My next approach was to try if a radial layout would work. I was inspired by many of the visualizations on www.visualcomplexity.com and Circos. First I started out with just a radial layout of all the Councils, and then played with the visual encoding some of the dimensions, like line thickness and color. For the image below, I filtered the data only to rank 1 and Global Agenda. This resulted in less data which is easier to work with when prototyping.

This was a good start, and proved enough potential for me to continue working on this. On of the biggest flaws of the image above is that you don’t see who interlinks with who (who is the respondent Council and who is the linked Council).  So next I decided to create two half circles instead of one: one for respondent Councils and one for linked Councils. This appeared to be a good choice. I also worked on a better color palette, and more encoding of the data (for instance, width of the bar shows the number of links). This is what I ended up with:

Then I added more refinements, like adding a height to each bar for stronger links, adding a filter option for the combination of rank and Agenda, and also the ability to view Council links in isolation.  I changed the color to blue and orange instead of green and orange, because of the colorblind people. I also kept ‘data-ink ratio’ by Edward Tufte in mind: remove as much (visual) clutter as possible. Martin Wattenberg once said: “if you start playing with your visualization, you know you’re on the right direction”. And that’s exactly what happened when I added the ability to view Council links in isolation. The final result looks like this:

Challenges

One of my biggest challenges was that I didn’t understand the matrix in the data set; I couldn’t understand the logic behind it. And then when I finally thought I realized that not all data was shown, but just the strongest links so that apparently uninteresting data was omitted, I came to realize that the data in the matrix was not normalized. So, a link between Council A and B of 0.5 in the matrix was not the same as a link between Council C and D of 0.5. And because I didn’t understand the logic behind the values in the matrix, I decided not to use the values in the matrix, but do my own calculations on link strength.

The result

I’m very satisfied with the result, and at the same time I see room for improvements. I like the fact that the visualization communicates mainly visually: line thickness, line color, bar width and bar height are the main visual elements that make it easy to spot interesting links or Councils. Also, I haven’t seen circular layouts like this in Protovis yet, so it was also fun to try something new like this.

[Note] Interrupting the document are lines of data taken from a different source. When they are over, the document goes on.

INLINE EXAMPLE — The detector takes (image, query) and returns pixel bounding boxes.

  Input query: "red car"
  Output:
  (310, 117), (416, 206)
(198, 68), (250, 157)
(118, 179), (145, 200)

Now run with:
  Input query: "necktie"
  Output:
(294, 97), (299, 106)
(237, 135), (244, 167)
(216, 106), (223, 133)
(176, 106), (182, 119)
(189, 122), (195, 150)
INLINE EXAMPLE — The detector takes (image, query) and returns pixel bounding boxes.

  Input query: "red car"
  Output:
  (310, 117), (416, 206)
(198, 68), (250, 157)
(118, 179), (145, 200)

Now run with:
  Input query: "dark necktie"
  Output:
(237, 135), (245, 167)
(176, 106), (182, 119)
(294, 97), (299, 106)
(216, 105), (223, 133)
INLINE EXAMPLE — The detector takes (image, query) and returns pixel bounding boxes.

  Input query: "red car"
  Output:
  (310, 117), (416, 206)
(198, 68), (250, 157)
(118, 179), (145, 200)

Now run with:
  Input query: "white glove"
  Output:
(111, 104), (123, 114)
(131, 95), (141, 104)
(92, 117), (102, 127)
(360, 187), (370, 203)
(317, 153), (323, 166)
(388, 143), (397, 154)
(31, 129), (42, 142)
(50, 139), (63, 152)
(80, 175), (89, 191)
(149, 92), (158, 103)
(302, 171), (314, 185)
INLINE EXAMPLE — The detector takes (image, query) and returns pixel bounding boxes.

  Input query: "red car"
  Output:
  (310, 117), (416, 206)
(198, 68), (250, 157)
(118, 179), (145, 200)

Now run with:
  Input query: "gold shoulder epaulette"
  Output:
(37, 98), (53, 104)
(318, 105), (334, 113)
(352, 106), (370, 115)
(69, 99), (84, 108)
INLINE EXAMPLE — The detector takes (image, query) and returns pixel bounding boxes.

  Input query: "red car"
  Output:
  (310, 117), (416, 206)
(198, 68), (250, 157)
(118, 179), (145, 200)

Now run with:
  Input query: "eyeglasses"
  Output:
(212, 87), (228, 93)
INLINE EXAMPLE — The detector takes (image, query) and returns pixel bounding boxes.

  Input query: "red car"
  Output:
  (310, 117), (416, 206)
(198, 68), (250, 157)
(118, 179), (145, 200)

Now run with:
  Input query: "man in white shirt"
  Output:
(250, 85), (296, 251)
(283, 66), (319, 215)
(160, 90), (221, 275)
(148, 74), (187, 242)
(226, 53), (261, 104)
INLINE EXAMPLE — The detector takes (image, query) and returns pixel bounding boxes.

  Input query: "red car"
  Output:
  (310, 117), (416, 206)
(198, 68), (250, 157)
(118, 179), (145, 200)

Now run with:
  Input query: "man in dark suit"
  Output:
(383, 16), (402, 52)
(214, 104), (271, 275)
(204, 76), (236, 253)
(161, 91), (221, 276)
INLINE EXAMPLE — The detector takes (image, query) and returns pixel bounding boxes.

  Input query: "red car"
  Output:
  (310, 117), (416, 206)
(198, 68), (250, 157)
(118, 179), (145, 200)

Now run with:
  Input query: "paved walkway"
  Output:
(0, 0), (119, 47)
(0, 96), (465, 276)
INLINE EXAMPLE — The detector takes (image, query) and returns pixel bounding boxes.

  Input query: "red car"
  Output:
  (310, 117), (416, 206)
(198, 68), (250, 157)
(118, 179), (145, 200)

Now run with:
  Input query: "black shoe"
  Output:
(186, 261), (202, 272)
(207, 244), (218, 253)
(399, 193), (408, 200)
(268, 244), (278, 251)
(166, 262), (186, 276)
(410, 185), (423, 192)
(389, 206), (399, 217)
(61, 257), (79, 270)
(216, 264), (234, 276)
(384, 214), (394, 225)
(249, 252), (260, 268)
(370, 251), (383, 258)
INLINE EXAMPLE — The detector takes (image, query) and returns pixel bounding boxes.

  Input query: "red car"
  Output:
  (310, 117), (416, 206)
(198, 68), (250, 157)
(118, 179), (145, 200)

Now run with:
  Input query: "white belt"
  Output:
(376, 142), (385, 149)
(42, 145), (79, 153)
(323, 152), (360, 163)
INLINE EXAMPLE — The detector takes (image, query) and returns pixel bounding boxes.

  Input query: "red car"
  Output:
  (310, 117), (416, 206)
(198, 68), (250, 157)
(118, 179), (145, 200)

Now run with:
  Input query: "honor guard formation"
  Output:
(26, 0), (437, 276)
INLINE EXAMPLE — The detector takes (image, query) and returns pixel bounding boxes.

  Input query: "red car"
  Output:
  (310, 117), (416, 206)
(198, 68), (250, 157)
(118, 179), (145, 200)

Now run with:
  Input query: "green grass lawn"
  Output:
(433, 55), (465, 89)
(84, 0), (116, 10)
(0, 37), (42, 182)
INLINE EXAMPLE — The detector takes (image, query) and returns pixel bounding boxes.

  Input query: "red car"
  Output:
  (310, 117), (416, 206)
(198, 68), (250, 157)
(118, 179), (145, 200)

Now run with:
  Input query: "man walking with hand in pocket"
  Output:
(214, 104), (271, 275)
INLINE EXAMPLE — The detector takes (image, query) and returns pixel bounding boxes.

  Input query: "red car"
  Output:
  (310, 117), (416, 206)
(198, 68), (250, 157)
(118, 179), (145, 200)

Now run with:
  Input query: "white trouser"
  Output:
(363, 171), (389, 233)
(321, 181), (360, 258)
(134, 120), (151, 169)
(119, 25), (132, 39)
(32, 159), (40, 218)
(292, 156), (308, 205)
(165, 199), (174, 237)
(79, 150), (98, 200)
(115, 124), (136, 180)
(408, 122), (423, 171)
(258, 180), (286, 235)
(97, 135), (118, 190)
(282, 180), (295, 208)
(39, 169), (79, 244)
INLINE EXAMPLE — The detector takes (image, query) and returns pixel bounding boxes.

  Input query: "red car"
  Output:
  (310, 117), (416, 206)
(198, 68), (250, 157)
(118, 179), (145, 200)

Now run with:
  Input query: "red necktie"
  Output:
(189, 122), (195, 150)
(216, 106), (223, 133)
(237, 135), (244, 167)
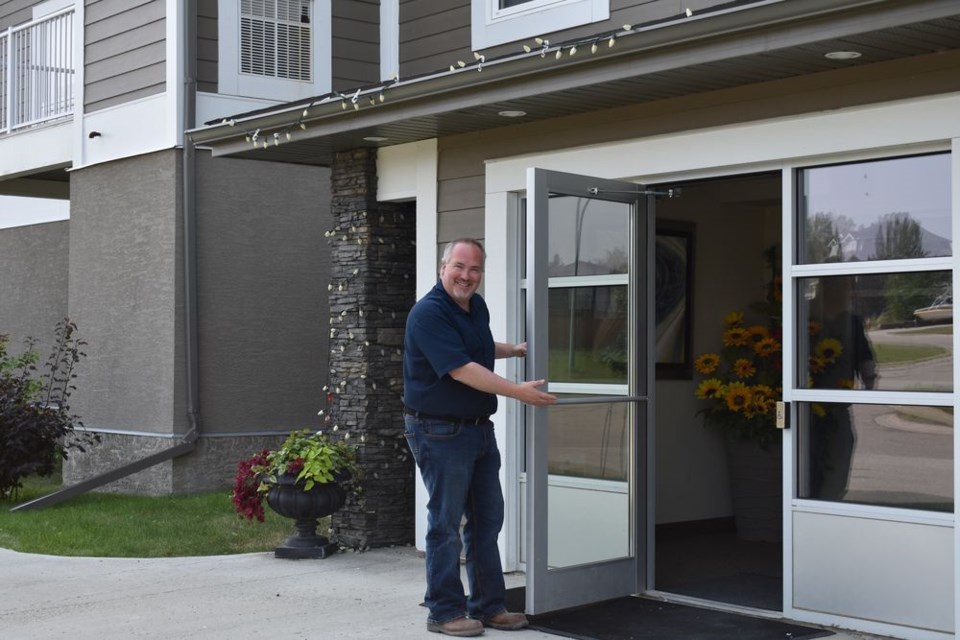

A suggestion I received from Mike Bostock was to make the selection of the Councils fuzzier. Right now the bars of the Councils can become very thin or small, and selecting them may be somewhat difficult. By using a more fuzzy selection the user experience may improve.

I have considered adding a filter for link strength as way to reduce the number of links shown. But so far I’m not yet convinced that this will reveal more clusters.

The visualization omits some data that may be of interest: for instance, organization type is currently ignored, as well as country. It may be interesting to see if finding clusters would be easier if organization type or country (or a combination) would be used instead of a respondent Council.  Also, there is currently no back-link from the linked Council to the respondent Councils. So, you cannot see if the linked Council wants to interact with the Councils that are linking to this Council.

Finally, I think that in order to find clusters the survey should not have this many options for it respondents. I would suggest just 2 ranks for Global Agenda, and 1 rank for Industry / Regional Agenda. It appears that giving Councils (or better yet, the organizations of each Council) this many options to link to other Councils, results in a situation that at some level, almost every Council links to every other Council. Using fewer ranks to choose from will probably reveal a more polarized choice, and will make it easier to find clusters.

Technology

I have used custom Scala code for pre-processing the data, and Protovis for visualizing the data. Both technologies are very interesting, and highly recommended!